Thanks to a $122,000 grant from the National Endowment for the Humanities, 15 schoolteachers will become students for five weeks in Spain. The seminar, conducted by John R. Rosenberg (BA ’79), dean of the College of Humanities, is titled Art and Literature in the Prado Museum. The seminar will be similar to a 2004 program Rosenberg directed in Spain.
Kory D. Staheli (BA ’84) is the new director of the Howard W. Hunter Law Library. The law school also announced the appointments of Frederick M. Gedicks (BA ’77) to the Guy Anderson Chair and David A. Thomas (BA ’67) to the Rex E. Lee Chair.
According to the Wall Street Journal, the Marriott School retained its stature as a top business school in 2005. It ranked the MBA program sixth among smaller (regional) programs worldwide.
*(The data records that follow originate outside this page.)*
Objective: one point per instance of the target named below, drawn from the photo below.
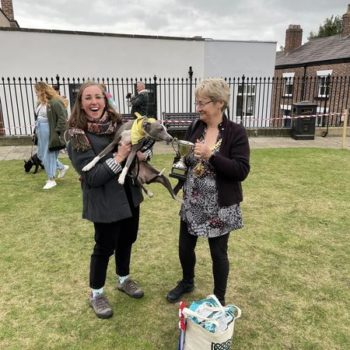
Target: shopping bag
(209, 325)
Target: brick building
(318, 71)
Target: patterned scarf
(103, 126)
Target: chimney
(294, 35)
(346, 23)
(7, 9)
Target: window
(288, 84)
(245, 100)
(323, 83)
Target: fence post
(190, 75)
(346, 116)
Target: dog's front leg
(127, 165)
(103, 153)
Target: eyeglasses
(202, 104)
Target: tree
(331, 26)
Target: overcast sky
(263, 20)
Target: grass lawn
(289, 265)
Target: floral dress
(200, 208)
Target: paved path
(23, 152)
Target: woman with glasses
(212, 190)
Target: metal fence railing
(260, 102)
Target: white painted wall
(36, 54)
(47, 53)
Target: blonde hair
(216, 89)
(46, 92)
(78, 118)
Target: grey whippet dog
(145, 174)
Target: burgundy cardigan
(231, 163)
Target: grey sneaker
(101, 306)
(131, 288)
(62, 172)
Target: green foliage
(331, 26)
(289, 264)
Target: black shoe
(181, 288)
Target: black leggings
(218, 251)
(118, 238)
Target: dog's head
(28, 164)
(155, 130)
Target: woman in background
(51, 124)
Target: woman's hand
(123, 151)
(141, 156)
(202, 151)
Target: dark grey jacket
(104, 199)
(139, 103)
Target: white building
(46, 53)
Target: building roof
(330, 49)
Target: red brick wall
(339, 97)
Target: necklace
(199, 168)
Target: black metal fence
(261, 102)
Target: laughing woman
(113, 209)
(212, 190)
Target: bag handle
(187, 312)
(219, 308)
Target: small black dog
(33, 161)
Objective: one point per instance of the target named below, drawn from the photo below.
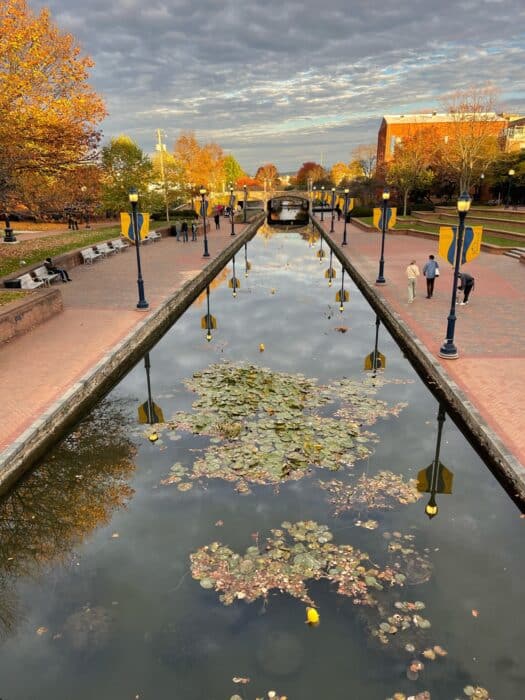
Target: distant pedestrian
(466, 286)
(430, 271)
(412, 275)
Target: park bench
(118, 245)
(28, 282)
(43, 274)
(89, 256)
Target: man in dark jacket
(466, 285)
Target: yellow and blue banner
(391, 218)
(471, 243)
(126, 226)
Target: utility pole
(161, 148)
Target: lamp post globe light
(202, 193)
(381, 275)
(347, 192)
(448, 350)
(510, 174)
(134, 198)
(332, 204)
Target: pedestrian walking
(412, 275)
(430, 272)
(466, 285)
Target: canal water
(97, 596)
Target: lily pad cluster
(268, 426)
(380, 492)
(292, 555)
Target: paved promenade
(490, 330)
(37, 368)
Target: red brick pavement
(99, 311)
(490, 330)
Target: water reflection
(60, 503)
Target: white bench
(118, 245)
(89, 256)
(27, 282)
(43, 274)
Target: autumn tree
(410, 168)
(125, 165)
(49, 114)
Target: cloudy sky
(288, 81)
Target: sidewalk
(490, 331)
(37, 368)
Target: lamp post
(333, 210)
(510, 174)
(381, 276)
(347, 192)
(202, 193)
(134, 198)
(232, 201)
(448, 350)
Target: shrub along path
(490, 330)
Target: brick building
(394, 128)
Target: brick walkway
(99, 311)
(490, 331)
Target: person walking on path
(412, 275)
(430, 271)
(466, 285)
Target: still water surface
(96, 597)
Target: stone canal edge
(51, 426)
(503, 464)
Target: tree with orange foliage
(49, 114)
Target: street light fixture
(134, 198)
(347, 192)
(448, 350)
(381, 276)
(204, 205)
(510, 174)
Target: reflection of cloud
(321, 84)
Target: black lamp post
(448, 350)
(510, 174)
(134, 198)
(381, 276)
(204, 205)
(333, 210)
(347, 192)
(232, 202)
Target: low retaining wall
(21, 316)
(84, 394)
(506, 468)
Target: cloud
(284, 81)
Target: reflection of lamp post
(232, 201)
(204, 205)
(381, 276)
(347, 192)
(448, 350)
(510, 174)
(134, 198)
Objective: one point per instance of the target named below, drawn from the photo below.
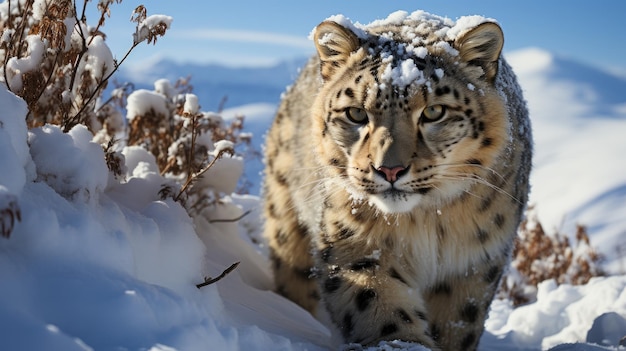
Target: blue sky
(252, 32)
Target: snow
(141, 102)
(148, 26)
(99, 263)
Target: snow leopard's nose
(391, 174)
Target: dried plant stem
(75, 119)
(209, 281)
(195, 176)
(230, 220)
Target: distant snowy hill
(579, 121)
(97, 263)
(213, 82)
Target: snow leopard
(396, 176)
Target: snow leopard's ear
(334, 44)
(482, 46)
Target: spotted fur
(397, 172)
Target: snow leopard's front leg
(365, 293)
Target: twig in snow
(230, 220)
(209, 280)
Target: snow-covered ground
(99, 264)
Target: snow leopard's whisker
(480, 180)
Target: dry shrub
(540, 256)
(61, 66)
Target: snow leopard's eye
(356, 115)
(433, 113)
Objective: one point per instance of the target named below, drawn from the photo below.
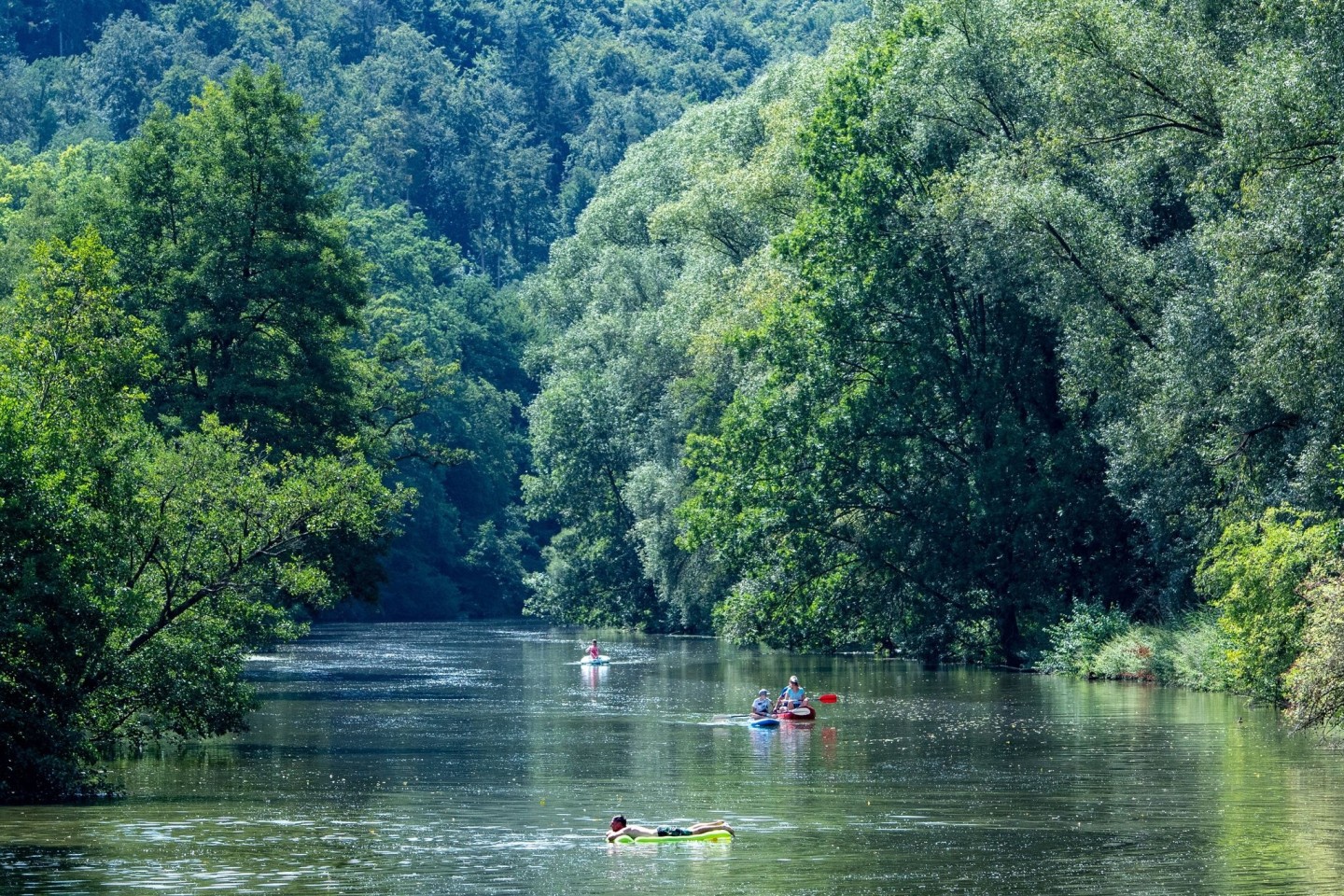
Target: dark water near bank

The Marriott School moved up to fourth for excellence in accountancy and held on to its second-place standing for the best place to hire graduates with high ethical standards.
Kent D. Blad (MS ’99), an assistant teaching professor of nursing, received a presidential citation from the Society of Critical Care Medicine. In 2005 he also became the first nurse from Utah to be named a fellow in the American College of Critical Care Medicine.
Physical and Mathematical Sciences
In a new book with more than 140 aerial photographs, professor of geology emeritus W. Kenneth Hamblin (BA ’53) takes readers on a flyby tour of the canyons, mesas, and other geologic wonders of Utah’s redrock country. From this lofty vantage point, Beyond the Visible Landscape teaches geologic principles through panoramic photography complemented by illustrations and explanations.
Many members of the Religious Education faculty team up with other LDS scholars to examine the life, ministry, and teachings of the Prophet Joseph Smith in Joseph: Leading Church Scholars Explore the Life and Ministry of the Prophet. Their findings are available in two formats–a six-episode DVD documentary and a companion book of essays.